You know all those jokes about hockey players golfing in the summer?
ha ha ha ha ha pic.twitter.com/lEZ8kdlrJb
— St. Louis Blues (@StLouisBlues) July 14, 2019
The Cup will next meet former Knights assistant Misha Donskov, who it was announced is leaving the organization July 2, in Columbus, Ohio, on Tuesday.
Here is more on what Pietrangelo meant to the Knights’ championship team:
Alex Pietrangelo
Position: Defenseman
Stanley Cup: Second
Born: Jan. 18, 1990
Height: 6 feet 3 inches
Weight: 210 pounds
Birthplace: King City, Ontario
Playoff stats: One goal and nine assists in 22 games
Pietrangelo remains the most expensive free-agent signing in Golden Knights’ history after signing a seven-year, $61.6 million deal Oct. 12, 2020.
So far, he’s lived up to his price tag.
Pietrangelo has continued to perform like one of the NHL’s top two-way defensemen since joining the Knights. He matched his career high with 54 points on offense this season, while still playing shutdown minutes against opposing top forwards with partner Alec Martinez every night.
His teammates often use the same word to describe Pietrangelo when summing up his all-around impact: “Horse.” He played 23:59 per game for the Knights in the regular season, 2:33 more than his next-closest teammate. That gap grew to 3:17 in the playoffs.
The Knights didn’t have someone capable of handling that kind of workload and doing it well before Pietrangelo’s arrival. His addition to the top of the depth chart had a domino effect on the rest of the blue line, putting everyone else into roles they could thrive in. It transformed the Knights from a strong defense corps into one that has a argument — and likely a winning one — at being the NHL’s best one through six.
Pietrangelo’s importance is such that he was the first player after captain Mark Stone and the six original members of the Knights to lift the Stanley Cup. His leadership and experience were crucial in getting the team over the hump, given he also captained the St. Louis Blues to a championship in 2019.
Nicolas Roy
Roy was the first player to get the Cup, taking it to his hometown of Amos, Quebec.
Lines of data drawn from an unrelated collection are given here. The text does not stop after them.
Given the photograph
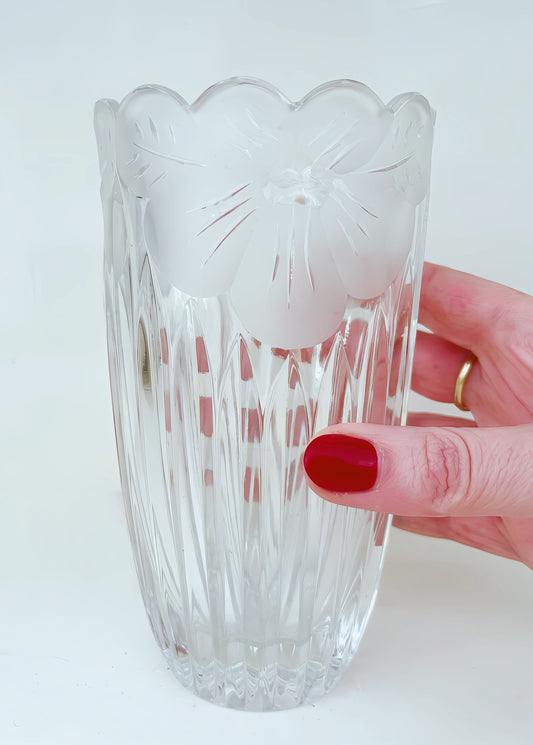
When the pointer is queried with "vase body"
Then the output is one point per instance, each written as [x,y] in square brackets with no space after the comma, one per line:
[262,271]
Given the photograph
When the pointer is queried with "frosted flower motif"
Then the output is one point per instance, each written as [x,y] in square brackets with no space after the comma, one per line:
[289,208]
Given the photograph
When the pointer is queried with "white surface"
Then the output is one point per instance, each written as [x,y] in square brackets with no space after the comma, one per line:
[448,656]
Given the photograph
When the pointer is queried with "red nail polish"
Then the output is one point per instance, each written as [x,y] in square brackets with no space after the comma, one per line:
[341,463]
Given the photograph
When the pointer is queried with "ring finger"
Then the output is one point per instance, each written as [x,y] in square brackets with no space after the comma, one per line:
[436,366]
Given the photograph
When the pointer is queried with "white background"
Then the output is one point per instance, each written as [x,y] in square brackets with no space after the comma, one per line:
[448,655]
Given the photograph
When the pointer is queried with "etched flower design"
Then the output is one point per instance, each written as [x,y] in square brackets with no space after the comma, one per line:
[289,208]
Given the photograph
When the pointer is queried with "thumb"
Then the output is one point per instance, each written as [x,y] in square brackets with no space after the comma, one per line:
[424,471]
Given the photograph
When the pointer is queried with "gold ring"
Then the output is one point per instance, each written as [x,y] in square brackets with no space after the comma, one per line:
[464,372]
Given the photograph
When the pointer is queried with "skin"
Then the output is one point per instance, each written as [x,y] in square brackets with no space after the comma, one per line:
[471,482]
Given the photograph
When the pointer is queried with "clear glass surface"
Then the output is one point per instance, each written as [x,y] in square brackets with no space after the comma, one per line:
[262,269]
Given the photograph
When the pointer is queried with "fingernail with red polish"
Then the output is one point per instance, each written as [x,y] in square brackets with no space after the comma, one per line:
[340,463]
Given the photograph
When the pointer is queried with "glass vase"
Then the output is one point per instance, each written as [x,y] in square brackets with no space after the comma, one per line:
[262,269]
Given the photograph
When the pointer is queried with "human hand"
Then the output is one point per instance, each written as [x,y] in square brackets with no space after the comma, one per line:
[444,476]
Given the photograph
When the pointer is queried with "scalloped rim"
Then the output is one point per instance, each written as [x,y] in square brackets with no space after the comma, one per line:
[394,105]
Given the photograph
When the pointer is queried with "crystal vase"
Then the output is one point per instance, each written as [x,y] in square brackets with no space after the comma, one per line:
[262,269]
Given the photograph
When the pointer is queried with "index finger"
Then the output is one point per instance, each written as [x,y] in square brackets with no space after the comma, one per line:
[471,312]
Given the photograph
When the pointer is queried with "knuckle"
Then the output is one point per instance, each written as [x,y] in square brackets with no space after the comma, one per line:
[447,471]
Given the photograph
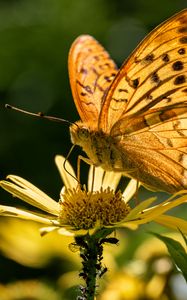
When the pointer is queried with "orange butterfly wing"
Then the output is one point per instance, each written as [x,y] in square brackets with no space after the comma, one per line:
[154,76]
[91,72]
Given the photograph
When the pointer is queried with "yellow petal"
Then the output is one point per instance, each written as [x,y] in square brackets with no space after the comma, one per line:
[10,211]
[30,194]
[130,190]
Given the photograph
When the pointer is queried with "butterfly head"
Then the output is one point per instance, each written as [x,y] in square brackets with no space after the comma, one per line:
[80,133]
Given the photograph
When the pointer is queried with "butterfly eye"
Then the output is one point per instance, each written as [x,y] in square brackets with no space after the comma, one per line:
[84,133]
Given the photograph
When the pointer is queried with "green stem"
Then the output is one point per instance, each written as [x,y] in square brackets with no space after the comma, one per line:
[91,252]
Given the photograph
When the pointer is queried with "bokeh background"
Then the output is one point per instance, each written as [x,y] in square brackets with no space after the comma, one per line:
[35,37]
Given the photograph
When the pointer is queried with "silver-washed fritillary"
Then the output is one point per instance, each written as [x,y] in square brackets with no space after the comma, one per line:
[134,120]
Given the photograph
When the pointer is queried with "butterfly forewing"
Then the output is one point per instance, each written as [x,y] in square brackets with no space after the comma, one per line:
[140,112]
[91,73]
[154,75]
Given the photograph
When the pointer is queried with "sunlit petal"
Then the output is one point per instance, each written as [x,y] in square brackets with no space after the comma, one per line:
[130,190]
[10,211]
[30,194]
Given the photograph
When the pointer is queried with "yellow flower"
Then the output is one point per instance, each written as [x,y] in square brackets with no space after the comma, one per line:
[83,209]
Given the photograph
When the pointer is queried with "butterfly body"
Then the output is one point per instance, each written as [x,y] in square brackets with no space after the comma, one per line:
[134,120]
[129,157]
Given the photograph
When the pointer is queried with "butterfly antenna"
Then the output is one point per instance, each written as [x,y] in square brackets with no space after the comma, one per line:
[39,114]
[64,164]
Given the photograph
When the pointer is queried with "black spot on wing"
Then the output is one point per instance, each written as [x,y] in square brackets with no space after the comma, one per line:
[177,66]
[182,51]
[180,79]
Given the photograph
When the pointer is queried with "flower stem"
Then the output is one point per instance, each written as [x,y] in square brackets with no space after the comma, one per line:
[91,252]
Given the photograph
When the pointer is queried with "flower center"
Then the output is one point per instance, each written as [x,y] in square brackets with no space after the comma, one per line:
[86,210]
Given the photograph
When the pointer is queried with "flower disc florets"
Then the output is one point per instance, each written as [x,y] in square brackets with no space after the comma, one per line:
[81,209]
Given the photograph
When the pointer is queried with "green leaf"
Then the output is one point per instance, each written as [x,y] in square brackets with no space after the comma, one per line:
[176,251]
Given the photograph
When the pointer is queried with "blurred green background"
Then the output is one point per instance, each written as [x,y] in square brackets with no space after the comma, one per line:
[35,37]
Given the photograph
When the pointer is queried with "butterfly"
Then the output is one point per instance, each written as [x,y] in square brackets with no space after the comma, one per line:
[134,120]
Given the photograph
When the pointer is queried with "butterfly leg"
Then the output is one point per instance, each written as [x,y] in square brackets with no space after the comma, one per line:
[86,160]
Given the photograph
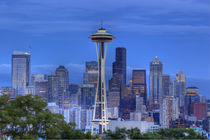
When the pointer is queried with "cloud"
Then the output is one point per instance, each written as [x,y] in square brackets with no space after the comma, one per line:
[50,16]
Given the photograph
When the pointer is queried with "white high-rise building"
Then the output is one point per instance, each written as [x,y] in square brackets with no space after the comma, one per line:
[20,72]
[169,110]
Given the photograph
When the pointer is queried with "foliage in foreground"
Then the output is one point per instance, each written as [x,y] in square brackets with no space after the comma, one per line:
[27,117]
[135,133]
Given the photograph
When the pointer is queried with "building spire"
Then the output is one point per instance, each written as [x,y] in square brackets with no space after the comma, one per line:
[101,24]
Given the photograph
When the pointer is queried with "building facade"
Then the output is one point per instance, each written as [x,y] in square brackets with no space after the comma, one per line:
[118,69]
[21,64]
[139,86]
[155,83]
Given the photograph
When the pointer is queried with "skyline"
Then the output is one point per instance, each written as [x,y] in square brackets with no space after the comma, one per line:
[145,29]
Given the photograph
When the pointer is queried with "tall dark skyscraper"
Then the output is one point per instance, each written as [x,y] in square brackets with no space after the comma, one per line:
[20,72]
[63,77]
[119,69]
[155,83]
[166,84]
[139,86]
[41,89]
[90,76]
[88,92]
[91,66]
[192,96]
[180,87]
[53,88]
[63,84]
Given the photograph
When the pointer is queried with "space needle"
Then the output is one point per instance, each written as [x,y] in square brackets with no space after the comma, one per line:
[101,38]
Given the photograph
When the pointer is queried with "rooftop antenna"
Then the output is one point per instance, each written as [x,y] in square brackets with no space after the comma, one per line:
[101,25]
[29,49]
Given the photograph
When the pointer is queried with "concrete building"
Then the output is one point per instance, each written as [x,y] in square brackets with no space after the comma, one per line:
[199,110]
[88,92]
[142,125]
[53,107]
[41,89]
[168,111]
[21,69]
[38,77]
[139,86]
[155,83]
[135,116]
[118,69]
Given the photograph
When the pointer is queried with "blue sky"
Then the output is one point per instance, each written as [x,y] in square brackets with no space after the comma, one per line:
[177,31]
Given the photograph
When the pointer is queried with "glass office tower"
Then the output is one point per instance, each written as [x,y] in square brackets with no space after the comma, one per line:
[20,72]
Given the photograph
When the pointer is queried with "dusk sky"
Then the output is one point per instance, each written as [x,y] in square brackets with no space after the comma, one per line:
[177,31]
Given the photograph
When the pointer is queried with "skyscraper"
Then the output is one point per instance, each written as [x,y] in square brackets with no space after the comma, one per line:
[90,76]
[38,77]
[127,102]
[41,89]
[20,72]
[63,84]
[139,86]
[192,96]
[53,88]
[63,77]
[166,84]
[91,66]
[101,38]
[168,110]
[155,83]
[119,69]
[87,96]
[180,87]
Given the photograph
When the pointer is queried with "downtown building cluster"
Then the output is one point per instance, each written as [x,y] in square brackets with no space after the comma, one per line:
[165,103]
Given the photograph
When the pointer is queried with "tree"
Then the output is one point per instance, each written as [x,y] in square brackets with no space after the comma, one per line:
[27,117]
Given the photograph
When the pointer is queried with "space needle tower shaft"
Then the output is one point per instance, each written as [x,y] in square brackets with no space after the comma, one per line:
[101,38]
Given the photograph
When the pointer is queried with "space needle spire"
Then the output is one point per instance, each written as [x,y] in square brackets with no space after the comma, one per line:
[101,38]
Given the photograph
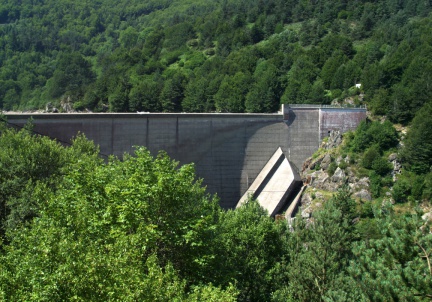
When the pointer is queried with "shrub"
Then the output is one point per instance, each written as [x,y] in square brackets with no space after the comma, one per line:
[332,168]
[401,190]
[370,156]
[375,184]
[381,166]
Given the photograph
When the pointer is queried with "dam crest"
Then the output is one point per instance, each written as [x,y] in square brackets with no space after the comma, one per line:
[229,150]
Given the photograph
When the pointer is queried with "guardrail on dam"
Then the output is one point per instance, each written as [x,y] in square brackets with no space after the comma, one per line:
[229,150]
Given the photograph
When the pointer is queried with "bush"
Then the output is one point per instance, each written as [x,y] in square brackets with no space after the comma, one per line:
[370,156]
[401,191]
[381,166]
[332,168]
[343,165]
[375,184]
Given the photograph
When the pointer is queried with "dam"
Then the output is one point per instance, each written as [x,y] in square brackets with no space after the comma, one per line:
[229,150]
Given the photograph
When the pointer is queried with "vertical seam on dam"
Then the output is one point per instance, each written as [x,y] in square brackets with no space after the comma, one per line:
[112,135]
[319,126]
[147,132]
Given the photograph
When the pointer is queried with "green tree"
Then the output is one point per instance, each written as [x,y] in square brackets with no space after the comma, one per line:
[28,161]
[73,72]
[232,93]
[319,254]
[109,233]
[417,151]
[264,94]
[249,245]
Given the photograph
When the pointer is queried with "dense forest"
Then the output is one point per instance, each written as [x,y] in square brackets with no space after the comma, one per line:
[75,226]
[214,56]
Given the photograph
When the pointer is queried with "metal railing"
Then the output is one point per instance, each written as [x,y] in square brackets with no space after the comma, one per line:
[326,106]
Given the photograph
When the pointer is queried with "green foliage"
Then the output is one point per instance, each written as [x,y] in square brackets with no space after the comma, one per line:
[249,246]
[332,168]
[375,184]
[29,163]
[417,151]
[109,232]
[384,135]
[395,266]
[370,156]
[318,255]
[401,190]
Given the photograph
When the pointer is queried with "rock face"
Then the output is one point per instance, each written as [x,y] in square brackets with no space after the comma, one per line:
[396,165]
[316,173]
[334,140]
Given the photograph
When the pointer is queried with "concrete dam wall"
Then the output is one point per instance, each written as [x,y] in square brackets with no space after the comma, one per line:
[229,150]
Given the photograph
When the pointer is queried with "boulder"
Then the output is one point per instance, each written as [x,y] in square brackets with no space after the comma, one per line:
[325,162]
[334,139]
[338,176]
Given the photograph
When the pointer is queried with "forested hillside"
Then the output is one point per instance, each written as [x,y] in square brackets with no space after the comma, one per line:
[77,227]
[223,56]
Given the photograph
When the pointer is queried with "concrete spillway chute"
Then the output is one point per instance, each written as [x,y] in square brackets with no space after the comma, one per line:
[273,184]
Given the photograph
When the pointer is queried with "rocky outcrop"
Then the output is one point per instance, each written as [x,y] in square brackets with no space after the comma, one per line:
[317,174]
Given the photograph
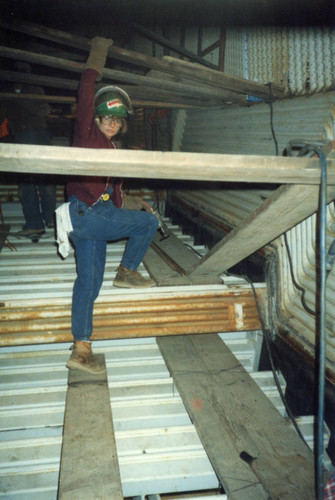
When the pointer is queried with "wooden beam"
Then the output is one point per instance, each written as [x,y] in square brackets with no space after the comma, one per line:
[138,94]
[170,45]
[89,464]
[288,206]
[8,96]
[201,309]
[122,76]
[172,65]
[42,80]
[162,165]
[232,415]
[142,102]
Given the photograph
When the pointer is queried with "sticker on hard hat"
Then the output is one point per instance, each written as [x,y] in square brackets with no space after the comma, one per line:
[114,103]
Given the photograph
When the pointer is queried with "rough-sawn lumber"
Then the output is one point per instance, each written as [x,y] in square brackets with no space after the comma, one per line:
[89,465]
[162,165]
[232,415]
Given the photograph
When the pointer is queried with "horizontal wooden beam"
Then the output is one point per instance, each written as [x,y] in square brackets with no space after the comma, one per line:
[120,76]
[162,165]
[167,64]
[140,95]
[231,415]
[170,45]
[142,102]
[210,309]
[287,206]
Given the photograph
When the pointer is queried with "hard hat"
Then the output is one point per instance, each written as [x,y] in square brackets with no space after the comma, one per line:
[112,100]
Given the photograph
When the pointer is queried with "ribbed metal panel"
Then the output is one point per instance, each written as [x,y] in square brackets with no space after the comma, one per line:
[158,448]
[246,130]
[301,58]
[302,244]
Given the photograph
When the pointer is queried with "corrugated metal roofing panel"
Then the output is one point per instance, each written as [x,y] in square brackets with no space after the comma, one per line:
[301,58]
[246,130]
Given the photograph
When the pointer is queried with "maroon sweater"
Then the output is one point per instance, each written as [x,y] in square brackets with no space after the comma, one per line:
[88,135]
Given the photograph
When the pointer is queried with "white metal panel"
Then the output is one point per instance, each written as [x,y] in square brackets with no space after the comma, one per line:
[302,247]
There was a town parade in his honor Saturday and a party at his home later in the night.
First up on the 2023 #StanleyCup @GoldenKnights Tour: Nicolas Roy! A great day of food, family & friends in NW Quebec…and no wildfires. (Amos, QC) @NHL @HockeyHallFame pic.twitter.com/JfVwZPzZJP
— Philip Pritchard (@keeperofthecup) July 10, 2023
Here is more on what Roy meant to the Knights’ championship team:
■ Position: Center
■ Stanley Cup: First
■ Born: Feb. 5, 1997
■ Height: 6 feet, 4 inches
■ Weight: 205 pounds
■ Birthplace: Amos, Quebec
■ Playoff stats: Three goals, eight assists in 22 games
Roy was acquired before the Knights’ third season in a trade with the Carolina Hurricanes for center Erik Haula. It was one of many shrewd moves that put the team on the path toward a championship.
Roy developed more and more as the years went on to become a player with enough size, skill and versatility to make an impact all over the lineup. He spent time up the middle and on the wing in the playoffs, but the Knights were at their best with him anchoring the fourth line.
Roy was overqualified for the role — he spent a lot of time in the team’s top six the last two seasons — but that’s what made the look so successful. Coach Bruce Cassidy could trust Roy to steal shifts against the opponent’s best forwards and set up the Knights’ other three lines with easier matchups. And if Roy faced off against other depth forwards, he had enough tricks in his toolbox to burn them offensively.
Never was that more apparent than in Game 6 of the Western Conference Final against the Dallas Stars.
Cassidy moved Roy back to the fourth line after using him with left wing Reilly Smith and center William Karlsson for a seven-game stretch. Roy was on the ice for three first-period goals — two at five-on-five and one on the power play — to help close out the series with a 6-0 win and send the Knights back to the Stanley Cup Final.
Florida didn’t have many answers for him, either. Roy scored two goals against the Panthers — including one with 1:02 remaining in the decisive Game 5 — to help clinch the Cup.